SemiVL introduces several methodological contributions:

  1. Vision-LLM Pre-Training: The paper proposes using a VLM, specifically a pre-trained CLIP model, for the initial semantic segmentation model. This approach departs from the traditional ImageNet pre-training by capitalizing on the extensive semantic understanding gained from VLM's training on web-scale image-text datasets.
  2. Spatial Fine-Tuning: Recognizing that VLMs are trained at the image level, the authors implement a spatial fine-tuning strategy that selectively updates parameters in network layers responsible for spatial reasoning. This aims to enhance feature localization necessary for dense semantic segmentation tasks while retaining the rich semantic representations from the pre-training phase.
  3. Language-Guided Decoder: This novel decoder architecture utilizes similarity maps between vision and text embeddings to engage in both spatial and semantic reasoning. Such a design effectively exploits text-guided semantics for segmentation, potentially improving the model's ability to distinguish between visually similar classes and contexts.
  4. Dense CLIP Guidance: The training incorporates predictions from a frozen CLIP model to anchor semi-supervised training on unlabeled images, thus mitigating prediction drift caused by self-confirmation bias inherent in self-training approaches.
  5. Class Definition Guidance: The framework utilizes language-based class definitions, such as those found in dataset-specific annotation guidelines, to guide model interpretations, offering an innovative way to embed domain-specific knowledge into the training process.

Empirical Results

The research demonstrates significant improvements over existing methods across several datasets: Pascal VOC, COCO, ADE20K, and Cityscapes. Notably, SemiVL achieves an improvement of up to +13.5 mIoU on COCO and +9.7 mIoU on ADE20K, highlighting its robust performance under varying levels of annotation availability. These results underscore the advantages of integrating vision-language guidance, especially in scenarios with severely limited labeled data.

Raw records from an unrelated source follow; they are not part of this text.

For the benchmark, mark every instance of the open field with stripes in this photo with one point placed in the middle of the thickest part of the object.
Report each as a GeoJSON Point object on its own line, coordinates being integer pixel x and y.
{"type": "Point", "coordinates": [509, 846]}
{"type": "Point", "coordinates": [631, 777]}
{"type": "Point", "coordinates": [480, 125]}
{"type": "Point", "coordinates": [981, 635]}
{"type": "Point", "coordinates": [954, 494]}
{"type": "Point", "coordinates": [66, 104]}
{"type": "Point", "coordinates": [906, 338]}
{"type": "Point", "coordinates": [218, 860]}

Implications and Future Directions

The implications of this research are manifold. Practically, it suggests a pathway toward reducing the dependency on annotated datasets, which could facilitate deploying semantic segmentation models in resource-constrained environments. Theoretically, the work bridges the gap between language-driven and vision-driven approaches, suggesting new avenues for the hybrid integration of multi-modal models in computer vision tasks.

Looking to the future, it's conceivable that further refinement of vision-LLMs could enhance the capabilities of semi-supervised frameworks like SemiVL. For instance, integrating more sophisticated language understanding models or evolving towards end-to-end trainable mixed-modal architectures might delineate new horizons in semantic segmentation and related vision tasks.

Conclusion

The SemiVL framework showcases a well-conceived and experimentally validated approach to semi-supervised semantic segmentation, making a case for more widespread adoption of vision-LLMs in this domain. By capturing and leveraging rich semantic landscapes, SemiVL represents an advancement in improving model performance where labeled data is sparse, thus contributing substantively to the field's ongoing discourse on resource-efficient machine learning techniques.